Pokémon GO Fest Tickets Sold Out After Website Problems
By: Fedora Atjeh | 5/12/2018 01:17:00 AM
|Pokémon GO Fest Tickets Sold Out After Website Problems|
At 9:00 AM PST, tickets for the second annual Pokémon GO Fest went on sale. About half an hour later, they sold out. This game may not be quite as popular as it was in its heyday, but as moments like these show, it still has a sizeable and committed fanbase eager to travel to Chicago for unique catches. At least, that's the ideal situation: the website started having technical problems the moment tickets went live, indicating a strong presence of purchasing bots that are now moving their wares to resale sites like eBay. It's a familiar story for any in-demand item.
I started trying to buy tickets at exactly 9:00 AM PST and managed to get as far as the page that allowed me to select which entrance I was buying tickets for, and which entrance I wanted to use. That's all I ever saw, however: the page hung up on that screen for several minutes before locking out entirely.
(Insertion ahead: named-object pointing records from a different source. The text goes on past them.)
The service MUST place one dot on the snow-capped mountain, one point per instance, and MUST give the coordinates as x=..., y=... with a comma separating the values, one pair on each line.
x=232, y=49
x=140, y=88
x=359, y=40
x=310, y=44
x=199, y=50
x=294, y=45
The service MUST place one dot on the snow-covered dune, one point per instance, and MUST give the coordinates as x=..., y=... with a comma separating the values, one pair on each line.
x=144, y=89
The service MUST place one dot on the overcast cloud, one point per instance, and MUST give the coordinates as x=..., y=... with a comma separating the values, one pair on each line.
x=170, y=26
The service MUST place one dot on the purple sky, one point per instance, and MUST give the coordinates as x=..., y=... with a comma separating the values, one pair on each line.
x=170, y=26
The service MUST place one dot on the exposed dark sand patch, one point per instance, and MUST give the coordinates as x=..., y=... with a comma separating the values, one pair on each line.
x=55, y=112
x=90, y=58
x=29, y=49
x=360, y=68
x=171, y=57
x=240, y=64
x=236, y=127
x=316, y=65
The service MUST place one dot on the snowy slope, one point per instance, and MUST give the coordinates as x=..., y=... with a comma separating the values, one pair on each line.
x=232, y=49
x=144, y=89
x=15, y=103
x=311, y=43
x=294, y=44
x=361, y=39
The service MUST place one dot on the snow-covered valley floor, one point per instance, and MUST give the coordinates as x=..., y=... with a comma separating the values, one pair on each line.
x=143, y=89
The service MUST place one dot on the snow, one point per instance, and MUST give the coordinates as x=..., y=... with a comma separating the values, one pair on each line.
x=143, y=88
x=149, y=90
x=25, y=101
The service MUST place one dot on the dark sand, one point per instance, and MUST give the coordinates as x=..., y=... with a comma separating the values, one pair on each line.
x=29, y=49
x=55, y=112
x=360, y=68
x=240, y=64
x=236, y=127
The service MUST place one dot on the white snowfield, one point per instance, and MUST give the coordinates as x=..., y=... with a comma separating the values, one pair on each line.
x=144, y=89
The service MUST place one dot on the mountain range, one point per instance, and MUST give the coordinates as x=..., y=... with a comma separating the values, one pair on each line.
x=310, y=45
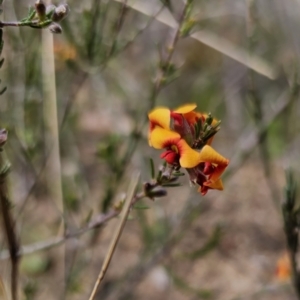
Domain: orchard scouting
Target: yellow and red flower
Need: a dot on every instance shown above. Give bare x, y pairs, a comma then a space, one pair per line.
175, 131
I tried in a different browser and my phone, but no luck. Plenty of other people on social media are reporting similar results with uncomfortable reminders of last year -- though last year I was at least able to buy a ticket.
Clearly, some people were able to buy tickets. After about half an hour of trying to get the page to load, Niantic announced that the event was sold out. The first tickets I saw make their way to eBay are going to for $369.00, a significant markup over the initial asking price of $20. Niantic tried to limit this sort of behavior by only allowing people to buy six tickets at a time, but bots are increasingly sophisticated and difficult to fool.
I still have faith that Pokémon GO Fest itself will at least be better than last years' -- not only is that a low bar, but several of the basic changes that Niantic is making should help alleviate last year's worst problems, particularly holding the event along a 1.8 mile track and over the course of two days. Still, these early technical issues don't feel great, and it's increasingly clear that a sizeable portion of the people walking around in Chicago that day might well have paid upwards of $200 for their $20 tickets.